The legacy SCSI interface dates to an era when Moore’s law was understood to mean that CPUs got faster and that symmetric multiprocessing (SMP) systems were exotic and limited in scale. The next generation NVMe interface matches modern parallel multicore architectures.
As an analogy, when SMP support was developed for the Linux kernel, it was developed on systems with two Intel Pentium CPUs—two one-core chips! To make Linux work on these systems, the kernel needed to be updated so that the two CPUs wouldn’t both modify the same data at the same time and corrupt the system state. With only two CPUs, locking is the right approach, and Linux SMP support was implemented by adding a single lock, the “Big Kernel Lock” (BKL) that limited one CPU at a time to running the kernel.

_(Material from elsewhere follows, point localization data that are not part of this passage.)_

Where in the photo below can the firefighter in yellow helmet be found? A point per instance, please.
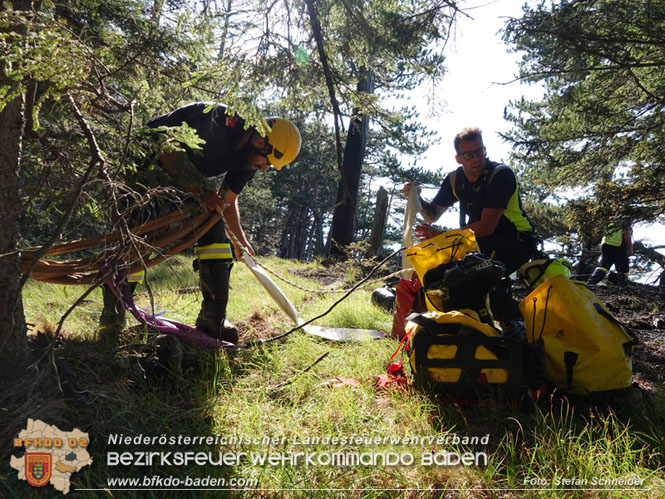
(238, 152)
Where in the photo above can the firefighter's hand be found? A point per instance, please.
(425, 231)
(407, 188)
(211, 201)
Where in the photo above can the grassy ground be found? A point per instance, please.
(310, 407)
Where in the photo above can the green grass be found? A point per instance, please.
(275, 392)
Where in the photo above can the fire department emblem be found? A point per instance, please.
(38, 468)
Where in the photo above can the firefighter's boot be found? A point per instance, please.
(214, 283)
(598, 274)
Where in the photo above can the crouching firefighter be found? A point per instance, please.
(490, 205)
(238, 152)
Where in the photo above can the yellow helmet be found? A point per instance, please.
(283, 141)
(536, 272)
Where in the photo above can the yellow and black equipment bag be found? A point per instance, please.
(463, 284)
(454, 274)
(444, 248)
(586, 349)
(456, 355)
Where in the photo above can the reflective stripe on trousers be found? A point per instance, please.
(215, 251)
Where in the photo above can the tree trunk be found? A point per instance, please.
(343, 223)
(14, 355)
(379, 223)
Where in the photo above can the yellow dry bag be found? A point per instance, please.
(586, 348)
(445, 248)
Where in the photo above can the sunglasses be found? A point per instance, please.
(468, 155)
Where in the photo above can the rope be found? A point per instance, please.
(262, 341)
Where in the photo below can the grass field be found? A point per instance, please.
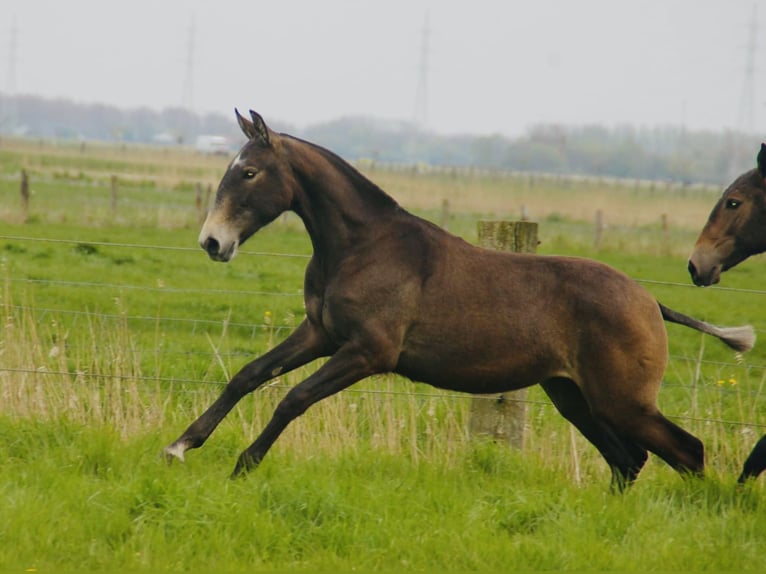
(117, 331)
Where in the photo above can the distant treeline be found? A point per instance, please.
(666, 153)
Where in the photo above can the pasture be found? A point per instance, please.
(117, 331)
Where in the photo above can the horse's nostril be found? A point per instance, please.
(692, 269)
(211, 245)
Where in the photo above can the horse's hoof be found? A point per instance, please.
(173, 452)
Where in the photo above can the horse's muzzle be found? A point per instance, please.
(704, 279)
(215, 250)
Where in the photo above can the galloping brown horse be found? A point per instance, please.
(735, 230)
(386, 291)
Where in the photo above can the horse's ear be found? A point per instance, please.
(245, 125)
(260, 128)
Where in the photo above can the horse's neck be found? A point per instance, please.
(338, 206)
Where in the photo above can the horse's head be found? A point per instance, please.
(254, 190)
(736, 228)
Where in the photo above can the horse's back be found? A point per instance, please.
(496, 320)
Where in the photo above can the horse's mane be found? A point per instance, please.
(357, 179)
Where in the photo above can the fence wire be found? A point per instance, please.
(277, 328)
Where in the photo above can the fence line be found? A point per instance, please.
(276, 328)
(97, 285)
(300, 256)
(143, 246)
(278, 385)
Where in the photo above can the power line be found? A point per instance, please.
(420, 113)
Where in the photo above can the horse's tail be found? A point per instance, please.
(738, 338)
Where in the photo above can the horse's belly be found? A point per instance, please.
(481, 372)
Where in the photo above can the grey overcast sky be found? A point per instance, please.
(493, 66)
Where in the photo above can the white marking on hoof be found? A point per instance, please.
(174, 451)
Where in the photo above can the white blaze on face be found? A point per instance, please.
(218, 226)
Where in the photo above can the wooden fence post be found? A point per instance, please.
(599, 231)
(24, 195)
(503, 418)
(113, 186)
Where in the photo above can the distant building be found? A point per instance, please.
(212, 144)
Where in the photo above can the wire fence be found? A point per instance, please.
(41, 312)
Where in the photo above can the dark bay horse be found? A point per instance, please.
(735, 230)
(386, 291)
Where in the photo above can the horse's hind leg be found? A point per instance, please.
(624, 457)
(681, 450)
(756, 462)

Old school two CPU motherboard
As Moore’s law continued but clock speeds hit a limit, CPU chips became more powerful by adding multiple cores. SMP servers moved from 2 CPUs, to 4, 8, 16 and more CPUs. CPU architectures added symmetric multithreading so that a single physical core appears as two or more CPUs to system software. In 2017, it’s not unusual for a server to have 80, 100 or more CPUs.
As CPU counts increased, the BKL became a point of contention. With two CPUs, it’s not so bad if one CPU is stalled for a short time while the other CPU runs in the kernel; with eight CPUs, it’s very wasteful for a CPU to be stuck waiting for the seven other CPUs ahead of it inline to run in the kernel. The kernel architecture evolved, first by splitting the BKL into finer-grained locks so that more than one CPU can run the kernel, and then by adopting lock-free algorithms when even those locks became contended. Hardware evolved along with software, with techniques such as multiple queues and message-signaled interrupts developing to allow multiple CPUs to access devices simultaneously without locking or contention.
These hardware innovations came first to networking, where a fast NIC might handle millions of packets per second, while disk-era storage adapters only needed to handle hundreds or thousands of IOs per second. The NVMe interface standard was designed with the lessons of high-performance network and RDMA interfaces in mind (I know, because I participated in the discussions leading up to the NVMe 1.0 spec more than six years ago, even before I joined Pure). SCSI HBAs have a heritage dating to the time of two-CPU servers; hardware interfaces have been improved over time, but the single-threaded ancestral features are still there. In contrast, NVMe was designed from the beginning with the most advanced techniques for parallel access even by 100s of CPUs.
Some commentary about storage arrays suggests that SCSI and SAS are just fine inside AFAs. If we just count PCI lanes and SAS throughput, it doesn’t look like NVMe makes a difference. However, AFA controllers have advanced along with CPUs – for example, the FlashArray//X70 has more than three times as many cores as the FA-320 we sold just four years ago. As we optimized Purity for new controller models, we found that contention on locks in the SCSI driver was wasting significant CPU time. While we’ve been able to improve locking in the SCSI driver, it’s clear that this has limits. With NVMe in //X70, every CPU has a direct queue to every DirectFlash Module, so we never have to worry about locking overhead. We get a simpler (and therefore even more reliable) system that performs better now and has room to scale to future CPU generations.
FlashArray//X prototype showing the midplane
NVMe over Fabrics extends NVMe to allow multiple systems to connect to shared storage over cloud-era fabrics, while keeping the inherent parallelism of NVMe. NVMeF is not just a lower-latency SAN protocol. As we saw earlier, the NVMe advantage within //X is not just more throughput. In the same way, connecting multiple queues from applications directly through to storage using Pure’s DirectFlash technology makes it possible to build massively multithreaded systems and applications without wasting resources on excessive contention. The advantage of NVMeF goes beyond shaving a few microseconds from IO latencies – instead of burning huge amounts of CPU contending on locks between CPUs, applications can use that CPU to do useful work.
FlashArray//X and DirectFlash Module
As we extend //X to allow hosts to connect directly via NVMeF, we’ll bring shared storage to new applications. Today, these applications can’t use a SAN because of inefficiencies in the SCSI stack and HBA drivers, and are forced to use local storage – tomorrow, with NVMeF, they’ll be able to use the same efficient NVMe stack to talk to shared storage.
Storage features like snapshots and REST APIs will make these applications easier to build and manage. It’s going to be really cool, and I and the entire team are working hard to make that future happen.